🤖 AI Summary
This study addresses the problem of super-spreader identification in multilayer networks. To overcome the poor generalizability and limited interpretability of existing methods, we propose an interpretable graph neural network (GNN) framework grounded in a novel four-dimensional temporal diffusion potential vector. We first construct a synthetic multilayer network diffusion dataset to enable systematic evaluation. The potential vector explicitly captures four key propagation properties: timeliness, breadth, depth, and robustness. Our architecture features a relation-agnostic encoder and a custom-designed aggregation layer, enabling cross-network generalization to multilayer graphs of arbitrary scale.

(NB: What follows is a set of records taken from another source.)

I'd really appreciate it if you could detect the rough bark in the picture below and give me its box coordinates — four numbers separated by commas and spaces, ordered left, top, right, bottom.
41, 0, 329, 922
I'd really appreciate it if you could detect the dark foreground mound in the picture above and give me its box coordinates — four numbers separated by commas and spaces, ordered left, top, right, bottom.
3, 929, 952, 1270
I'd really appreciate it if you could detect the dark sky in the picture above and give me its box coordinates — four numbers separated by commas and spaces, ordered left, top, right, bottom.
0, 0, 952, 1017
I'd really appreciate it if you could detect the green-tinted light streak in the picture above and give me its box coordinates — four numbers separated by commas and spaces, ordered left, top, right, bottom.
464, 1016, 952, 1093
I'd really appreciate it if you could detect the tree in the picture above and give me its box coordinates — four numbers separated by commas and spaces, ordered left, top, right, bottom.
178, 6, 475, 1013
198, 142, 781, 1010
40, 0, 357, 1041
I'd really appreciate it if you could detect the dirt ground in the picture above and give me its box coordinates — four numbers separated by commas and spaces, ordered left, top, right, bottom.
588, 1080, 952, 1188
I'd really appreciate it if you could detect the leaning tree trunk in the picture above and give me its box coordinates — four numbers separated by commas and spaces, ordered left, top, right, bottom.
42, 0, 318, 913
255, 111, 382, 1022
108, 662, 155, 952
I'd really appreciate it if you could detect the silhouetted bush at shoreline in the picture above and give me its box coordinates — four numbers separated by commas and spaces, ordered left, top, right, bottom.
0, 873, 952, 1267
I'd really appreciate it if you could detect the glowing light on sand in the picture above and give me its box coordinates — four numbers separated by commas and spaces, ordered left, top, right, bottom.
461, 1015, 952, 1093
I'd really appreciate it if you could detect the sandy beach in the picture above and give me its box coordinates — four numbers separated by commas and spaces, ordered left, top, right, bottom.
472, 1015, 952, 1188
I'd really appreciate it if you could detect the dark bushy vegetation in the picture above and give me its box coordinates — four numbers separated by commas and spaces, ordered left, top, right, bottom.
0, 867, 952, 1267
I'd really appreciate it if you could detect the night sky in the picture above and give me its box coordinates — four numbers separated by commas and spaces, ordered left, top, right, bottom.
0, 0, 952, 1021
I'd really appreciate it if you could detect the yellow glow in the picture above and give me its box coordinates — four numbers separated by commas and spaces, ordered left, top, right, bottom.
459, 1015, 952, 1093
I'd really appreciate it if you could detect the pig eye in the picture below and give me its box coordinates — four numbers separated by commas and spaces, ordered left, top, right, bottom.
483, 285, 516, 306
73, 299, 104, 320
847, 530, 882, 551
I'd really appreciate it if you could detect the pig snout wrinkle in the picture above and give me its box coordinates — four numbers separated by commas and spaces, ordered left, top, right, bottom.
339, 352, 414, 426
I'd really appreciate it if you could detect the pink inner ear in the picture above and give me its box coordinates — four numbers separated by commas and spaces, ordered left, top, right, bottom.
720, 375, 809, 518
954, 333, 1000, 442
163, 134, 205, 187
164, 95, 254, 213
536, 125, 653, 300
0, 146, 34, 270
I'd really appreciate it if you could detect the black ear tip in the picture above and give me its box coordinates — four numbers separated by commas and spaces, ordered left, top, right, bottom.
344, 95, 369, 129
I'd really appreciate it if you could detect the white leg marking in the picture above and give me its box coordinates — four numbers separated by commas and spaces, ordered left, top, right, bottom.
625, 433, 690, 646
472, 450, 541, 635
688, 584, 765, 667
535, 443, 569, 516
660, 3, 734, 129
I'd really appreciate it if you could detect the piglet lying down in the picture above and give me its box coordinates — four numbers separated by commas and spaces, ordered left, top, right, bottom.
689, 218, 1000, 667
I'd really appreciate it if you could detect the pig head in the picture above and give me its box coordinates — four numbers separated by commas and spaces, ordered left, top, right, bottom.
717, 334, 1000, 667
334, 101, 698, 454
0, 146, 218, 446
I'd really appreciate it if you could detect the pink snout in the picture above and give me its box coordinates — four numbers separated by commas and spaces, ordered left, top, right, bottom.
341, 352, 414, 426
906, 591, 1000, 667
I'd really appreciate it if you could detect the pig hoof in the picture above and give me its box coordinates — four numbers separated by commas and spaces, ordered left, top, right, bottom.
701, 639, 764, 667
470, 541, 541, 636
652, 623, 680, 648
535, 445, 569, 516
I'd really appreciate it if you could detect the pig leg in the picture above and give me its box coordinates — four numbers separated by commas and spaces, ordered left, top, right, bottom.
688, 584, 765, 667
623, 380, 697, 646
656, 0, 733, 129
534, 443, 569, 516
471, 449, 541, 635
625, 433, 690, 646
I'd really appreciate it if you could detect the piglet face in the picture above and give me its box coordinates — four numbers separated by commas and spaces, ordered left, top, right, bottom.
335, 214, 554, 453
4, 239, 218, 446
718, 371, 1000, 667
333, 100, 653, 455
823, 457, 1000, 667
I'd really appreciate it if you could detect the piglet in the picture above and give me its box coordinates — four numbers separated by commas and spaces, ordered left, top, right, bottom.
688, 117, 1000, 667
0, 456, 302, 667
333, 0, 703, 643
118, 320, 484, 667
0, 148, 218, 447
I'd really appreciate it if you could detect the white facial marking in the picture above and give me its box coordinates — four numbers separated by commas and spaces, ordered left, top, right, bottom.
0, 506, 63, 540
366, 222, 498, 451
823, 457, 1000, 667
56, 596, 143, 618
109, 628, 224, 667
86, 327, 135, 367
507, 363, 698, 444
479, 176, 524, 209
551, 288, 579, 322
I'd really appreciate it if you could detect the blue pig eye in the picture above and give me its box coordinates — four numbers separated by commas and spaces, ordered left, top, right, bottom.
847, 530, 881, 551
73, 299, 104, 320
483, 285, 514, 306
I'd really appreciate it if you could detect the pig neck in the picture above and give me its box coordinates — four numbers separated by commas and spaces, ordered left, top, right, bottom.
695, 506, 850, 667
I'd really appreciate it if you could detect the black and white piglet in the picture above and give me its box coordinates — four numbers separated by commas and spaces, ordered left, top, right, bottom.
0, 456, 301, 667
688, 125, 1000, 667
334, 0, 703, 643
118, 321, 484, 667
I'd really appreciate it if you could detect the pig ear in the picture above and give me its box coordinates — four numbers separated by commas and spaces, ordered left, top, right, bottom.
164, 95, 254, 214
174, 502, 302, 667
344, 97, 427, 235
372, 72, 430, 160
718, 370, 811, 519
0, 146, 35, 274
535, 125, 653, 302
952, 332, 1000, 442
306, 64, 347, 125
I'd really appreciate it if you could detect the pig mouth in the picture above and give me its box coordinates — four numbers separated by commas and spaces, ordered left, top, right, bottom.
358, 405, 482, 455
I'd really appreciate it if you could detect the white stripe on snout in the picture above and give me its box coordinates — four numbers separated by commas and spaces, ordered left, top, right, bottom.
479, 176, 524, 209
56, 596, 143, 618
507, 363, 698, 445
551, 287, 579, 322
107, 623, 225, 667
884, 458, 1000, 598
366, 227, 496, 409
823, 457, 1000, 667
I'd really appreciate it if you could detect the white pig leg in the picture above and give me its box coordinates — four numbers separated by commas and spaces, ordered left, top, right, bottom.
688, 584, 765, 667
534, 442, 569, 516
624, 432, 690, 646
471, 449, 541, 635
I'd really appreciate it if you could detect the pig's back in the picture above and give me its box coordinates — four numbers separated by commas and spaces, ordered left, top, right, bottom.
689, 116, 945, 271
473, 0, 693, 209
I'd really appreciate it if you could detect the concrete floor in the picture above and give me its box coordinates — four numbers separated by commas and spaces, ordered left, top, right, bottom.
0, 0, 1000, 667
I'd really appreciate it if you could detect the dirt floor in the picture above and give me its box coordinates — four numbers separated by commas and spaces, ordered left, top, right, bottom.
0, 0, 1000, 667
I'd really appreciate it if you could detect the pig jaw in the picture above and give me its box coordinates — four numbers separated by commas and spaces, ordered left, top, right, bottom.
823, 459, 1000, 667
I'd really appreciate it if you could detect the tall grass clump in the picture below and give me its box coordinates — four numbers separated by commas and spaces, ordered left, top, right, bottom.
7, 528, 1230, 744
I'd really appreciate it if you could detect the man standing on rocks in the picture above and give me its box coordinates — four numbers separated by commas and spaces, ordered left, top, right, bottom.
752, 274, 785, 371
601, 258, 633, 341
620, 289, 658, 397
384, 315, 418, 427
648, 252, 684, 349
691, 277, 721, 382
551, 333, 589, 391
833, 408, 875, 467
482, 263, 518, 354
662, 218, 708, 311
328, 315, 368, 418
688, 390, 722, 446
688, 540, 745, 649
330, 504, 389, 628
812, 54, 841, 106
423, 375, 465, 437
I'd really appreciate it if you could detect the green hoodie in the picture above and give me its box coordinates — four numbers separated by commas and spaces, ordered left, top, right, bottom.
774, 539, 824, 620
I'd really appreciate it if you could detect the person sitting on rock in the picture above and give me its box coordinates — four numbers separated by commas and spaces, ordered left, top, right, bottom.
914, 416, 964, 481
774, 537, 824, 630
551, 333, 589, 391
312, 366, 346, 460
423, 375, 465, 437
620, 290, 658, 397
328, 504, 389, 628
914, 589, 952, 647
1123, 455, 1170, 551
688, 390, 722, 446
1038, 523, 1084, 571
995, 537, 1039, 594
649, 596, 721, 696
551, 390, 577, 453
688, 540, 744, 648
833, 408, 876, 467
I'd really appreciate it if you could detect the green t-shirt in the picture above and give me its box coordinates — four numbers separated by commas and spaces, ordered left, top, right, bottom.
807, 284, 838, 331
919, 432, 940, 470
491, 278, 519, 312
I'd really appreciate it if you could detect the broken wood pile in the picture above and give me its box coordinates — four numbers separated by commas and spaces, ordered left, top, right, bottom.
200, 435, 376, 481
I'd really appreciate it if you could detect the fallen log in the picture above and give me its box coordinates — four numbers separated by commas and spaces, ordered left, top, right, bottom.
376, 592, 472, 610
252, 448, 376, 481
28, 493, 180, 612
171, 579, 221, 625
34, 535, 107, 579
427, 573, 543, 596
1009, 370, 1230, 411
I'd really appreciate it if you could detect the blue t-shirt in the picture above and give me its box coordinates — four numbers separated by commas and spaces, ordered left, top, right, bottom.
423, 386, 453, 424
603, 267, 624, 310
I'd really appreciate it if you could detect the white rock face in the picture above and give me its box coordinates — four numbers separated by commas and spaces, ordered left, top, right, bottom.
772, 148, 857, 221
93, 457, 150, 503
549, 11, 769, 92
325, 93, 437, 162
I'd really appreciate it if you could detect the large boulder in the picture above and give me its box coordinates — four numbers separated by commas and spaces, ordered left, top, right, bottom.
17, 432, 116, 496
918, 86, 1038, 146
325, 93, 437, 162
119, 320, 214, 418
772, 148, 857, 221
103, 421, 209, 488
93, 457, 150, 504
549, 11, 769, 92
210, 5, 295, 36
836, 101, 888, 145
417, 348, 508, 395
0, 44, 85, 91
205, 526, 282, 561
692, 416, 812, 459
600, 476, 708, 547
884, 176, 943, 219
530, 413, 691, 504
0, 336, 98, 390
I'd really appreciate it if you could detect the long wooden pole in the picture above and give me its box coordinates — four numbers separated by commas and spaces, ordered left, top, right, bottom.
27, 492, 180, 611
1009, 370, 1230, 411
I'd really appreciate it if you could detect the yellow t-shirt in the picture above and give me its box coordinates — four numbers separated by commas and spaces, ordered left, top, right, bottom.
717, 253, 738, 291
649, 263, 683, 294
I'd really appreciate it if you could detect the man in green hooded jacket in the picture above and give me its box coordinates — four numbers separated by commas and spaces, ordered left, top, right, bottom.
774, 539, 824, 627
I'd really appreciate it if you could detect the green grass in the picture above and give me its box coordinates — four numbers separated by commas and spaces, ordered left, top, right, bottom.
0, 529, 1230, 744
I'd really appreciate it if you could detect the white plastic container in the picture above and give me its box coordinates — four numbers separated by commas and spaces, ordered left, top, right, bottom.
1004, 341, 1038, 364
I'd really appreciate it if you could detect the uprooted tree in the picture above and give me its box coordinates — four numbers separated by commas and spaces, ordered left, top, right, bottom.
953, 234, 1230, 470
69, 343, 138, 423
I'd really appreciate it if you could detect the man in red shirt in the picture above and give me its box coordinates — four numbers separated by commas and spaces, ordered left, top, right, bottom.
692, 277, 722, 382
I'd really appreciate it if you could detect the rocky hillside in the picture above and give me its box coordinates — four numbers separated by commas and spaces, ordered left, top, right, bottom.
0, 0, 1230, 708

Extensive experiments on both real-world and synthetic datasets demonstrate that our method significantly outperforms classical centrality measures and state-of-the-art GNNs in influence prediction and ranking tasks, achieving both high accuracy and structured interpretability through the learned potential dimensions.
📝 Abstract
Identifying super-spreaders can be framed as a subtask of the influence maximisation problem. It seeks to pinpoint agents within a network that, if selected as single diffusion seeds, disseminate information most effectively. Multilayer networks, a specific class of heterogeneous graphs, can capture diverse types of interactions (e.g., physical-virtual or professional-social), and thus offer a more accurate representation of complex relational structures. In this work, we introduce a novel approach to identifying super-spreaders in such networks by leveraging graph neural networks. To this end, we construct a dataset by simulating information diffusion across hundreds of networks - to the best of our knowledge, the first of its kind tailored specifically to multilayer networks. We further formulate the task as a variation of the ranking prediction problem based on a four-dimensional vector that quantifies each agent's spreading potential: (i) the number of activations; (ii) the duration of the diffusion process; (iii) the peak number of activations; and (iv) the simulation step at which this peak occurs. Our model, TopSpreadersNetwork, comprises a relationship-agnostic encoder and a custom aggregation layer. This design enables generalisation to previously unseen data and adapts to varying graph sizes. In an extensive evaluation, we compare our model against classic centrality-based heuristics and competitive deep learning methods. The results, obtained across a broad spectrum of real-world and synthetic multilayer networks, demonstrate that TopSpreadersNetwork achieves superior performance in identifying high-impact nodes, while also offering improved interpretability through its structured output.